Bis weit über 900.000 Euro „Miese“ der Kreis-Wirtschaftsförderung gleicht Jahr für Jahr der Steuerzahler aus. Jetzt noch höhere Verluste ausgleichen – bis über 1,5 Millionen – ohne extra Kreistagsbeschluss? Dazu sagt die FDP entschieden Nein.

„Die Fraktion der Freien Demokraten im Kreistag hat sich nach intensiven Gesprächen mit Vertretern der Verwaltung und der WFG dazu entschieden, einer Erhöhung der Ausgleichsgrenze für Verluste der WFG nicht zuzustimmen“, teilen die Liberalen in einer Pressemitteilung vom Mittwoch mit.

Derzeit liegt die Verlustausgleichsgrenze bei 30% des Stammkapitals. Damit, so die FDP, werden automatisch maximal 909.750 € Minus pro Jahr ausgeglichen. Fällt das Minus höher aus,  entscheidet der Kreistag, ob er das Loch stopft.

„Die WFG hat über den genannten Betrag hinaus aber keinen Anspruch auf Ausgleich“, betonen die Freidemokraten. Nun wird der Vorschlag diskutiert, die Ausgleichsgrenze auf 50% des Stammkapitals zu erhöhen. Die automatische Übernahme der Verluste würde so auf bis zu 1.516.250 € pro Jahr steigen.

Die Freien Demokraten sehen die direkten Einflussmöglichkeiten der Politik auf die Arbeit der Wirtschaftsförderung gefährdet.

„Wir sehen hier keinerlei Handlungsbedarf. Bei Verlusten, die oberhalb der Ausgleichsgrenze liegen, entscheidet der Kreistag„, betont Fraktionschef Michael Klostermann. „Das bedeutet zum einen, dass die WFG Mittel erhalten kann, zum anderen aber eben, dass der Kreistag mitbestimmt.
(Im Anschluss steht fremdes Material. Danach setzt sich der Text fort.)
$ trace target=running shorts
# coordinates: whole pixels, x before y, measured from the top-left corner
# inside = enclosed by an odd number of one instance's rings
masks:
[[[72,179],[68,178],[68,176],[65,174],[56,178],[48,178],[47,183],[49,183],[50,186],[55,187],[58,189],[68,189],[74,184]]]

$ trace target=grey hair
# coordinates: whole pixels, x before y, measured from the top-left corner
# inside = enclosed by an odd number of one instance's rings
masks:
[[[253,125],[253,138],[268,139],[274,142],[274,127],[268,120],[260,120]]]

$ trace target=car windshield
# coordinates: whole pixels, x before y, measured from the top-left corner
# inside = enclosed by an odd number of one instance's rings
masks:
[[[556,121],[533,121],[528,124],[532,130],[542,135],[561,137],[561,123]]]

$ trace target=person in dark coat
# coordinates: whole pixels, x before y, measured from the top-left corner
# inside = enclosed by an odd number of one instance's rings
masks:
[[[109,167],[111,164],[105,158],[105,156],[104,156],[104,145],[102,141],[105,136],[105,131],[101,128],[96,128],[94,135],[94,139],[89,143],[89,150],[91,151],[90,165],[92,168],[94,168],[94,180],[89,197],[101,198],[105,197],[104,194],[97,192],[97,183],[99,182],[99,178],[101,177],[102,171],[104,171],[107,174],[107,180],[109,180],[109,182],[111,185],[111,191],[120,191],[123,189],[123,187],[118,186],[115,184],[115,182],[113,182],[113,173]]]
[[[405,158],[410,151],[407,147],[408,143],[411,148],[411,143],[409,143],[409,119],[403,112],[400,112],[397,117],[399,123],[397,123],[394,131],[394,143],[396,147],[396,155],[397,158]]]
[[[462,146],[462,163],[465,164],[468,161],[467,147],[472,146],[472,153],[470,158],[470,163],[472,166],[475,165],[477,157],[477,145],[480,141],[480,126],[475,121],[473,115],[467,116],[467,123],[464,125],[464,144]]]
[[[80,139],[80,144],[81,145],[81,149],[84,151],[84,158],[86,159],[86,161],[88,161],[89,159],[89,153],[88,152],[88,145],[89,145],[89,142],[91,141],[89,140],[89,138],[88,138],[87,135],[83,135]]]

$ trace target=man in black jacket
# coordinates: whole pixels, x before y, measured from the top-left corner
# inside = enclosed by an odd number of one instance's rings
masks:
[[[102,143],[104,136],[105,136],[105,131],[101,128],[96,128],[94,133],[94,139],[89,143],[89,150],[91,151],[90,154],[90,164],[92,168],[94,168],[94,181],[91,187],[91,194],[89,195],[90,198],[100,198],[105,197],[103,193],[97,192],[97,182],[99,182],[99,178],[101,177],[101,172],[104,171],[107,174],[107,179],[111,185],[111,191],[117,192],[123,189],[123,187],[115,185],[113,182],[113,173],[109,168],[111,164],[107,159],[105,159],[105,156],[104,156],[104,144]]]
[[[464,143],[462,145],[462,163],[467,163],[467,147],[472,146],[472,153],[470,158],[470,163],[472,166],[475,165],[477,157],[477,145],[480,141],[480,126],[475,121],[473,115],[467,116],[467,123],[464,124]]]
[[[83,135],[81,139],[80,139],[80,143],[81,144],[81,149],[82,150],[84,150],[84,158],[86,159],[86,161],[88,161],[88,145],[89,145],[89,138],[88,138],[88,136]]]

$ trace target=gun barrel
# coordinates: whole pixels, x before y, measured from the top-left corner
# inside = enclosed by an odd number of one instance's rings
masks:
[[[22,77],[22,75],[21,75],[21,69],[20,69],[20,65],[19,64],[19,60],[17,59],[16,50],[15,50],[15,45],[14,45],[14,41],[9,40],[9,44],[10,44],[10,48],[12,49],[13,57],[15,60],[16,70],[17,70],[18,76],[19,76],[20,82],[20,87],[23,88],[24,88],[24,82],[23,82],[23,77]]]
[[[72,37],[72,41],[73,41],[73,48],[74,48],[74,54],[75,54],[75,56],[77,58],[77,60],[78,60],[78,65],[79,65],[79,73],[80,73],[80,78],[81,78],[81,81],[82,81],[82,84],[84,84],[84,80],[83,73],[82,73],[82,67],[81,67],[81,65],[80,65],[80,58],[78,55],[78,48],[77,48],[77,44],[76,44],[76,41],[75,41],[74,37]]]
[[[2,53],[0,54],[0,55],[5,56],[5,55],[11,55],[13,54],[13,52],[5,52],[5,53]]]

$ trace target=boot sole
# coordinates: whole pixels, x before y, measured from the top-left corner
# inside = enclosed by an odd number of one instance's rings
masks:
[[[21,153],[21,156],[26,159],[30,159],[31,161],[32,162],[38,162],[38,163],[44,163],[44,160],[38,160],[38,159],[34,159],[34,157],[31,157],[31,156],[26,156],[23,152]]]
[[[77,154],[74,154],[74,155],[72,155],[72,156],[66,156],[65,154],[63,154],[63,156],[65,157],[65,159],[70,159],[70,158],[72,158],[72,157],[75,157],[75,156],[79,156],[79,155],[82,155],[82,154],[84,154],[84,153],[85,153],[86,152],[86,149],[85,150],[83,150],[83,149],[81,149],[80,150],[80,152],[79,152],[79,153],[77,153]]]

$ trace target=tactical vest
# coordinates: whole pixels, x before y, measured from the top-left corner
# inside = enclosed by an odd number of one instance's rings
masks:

Das ist für uns an dieser Stelle ganz entscheidend.“

Denn die Politik müsse Einfluss auf die Arbeit der Wirtschaftsförderung nehmen können. „Und wir wollen bei besonders großen Verlusten weiterhin informiert werden und Rechtfertigungen vorgelegt bekommen. Bei der finanziellen Lage des Kreises können wir uns eine andere Handhabung nicht erlauben“, betont Klostermann.

Der Bergkamener fügt hinzu, dass die WFG für die nächsten zwei Jahre Verluste innerhalb der bestehenden Ausgleichsgrenze prognostiziert, man frage sich also warum eine Anhebung augenblicklich notwendig sei.
Alternativ schlagen die FDP-Politiker vor Teile der Gewinnrücklage in Stammkapital umzuwandeln und durch eine Verschlankung der Beschlussgremien effizienter zu arbeiten. „Eine Gesellschafterversammlung reicht völlig aus um Entscheidungen zu treffen. Zusätzlich einen Aufsichtsrat zu haben ist teuer und vor allem überflüssig“, stellt Klostermann fest.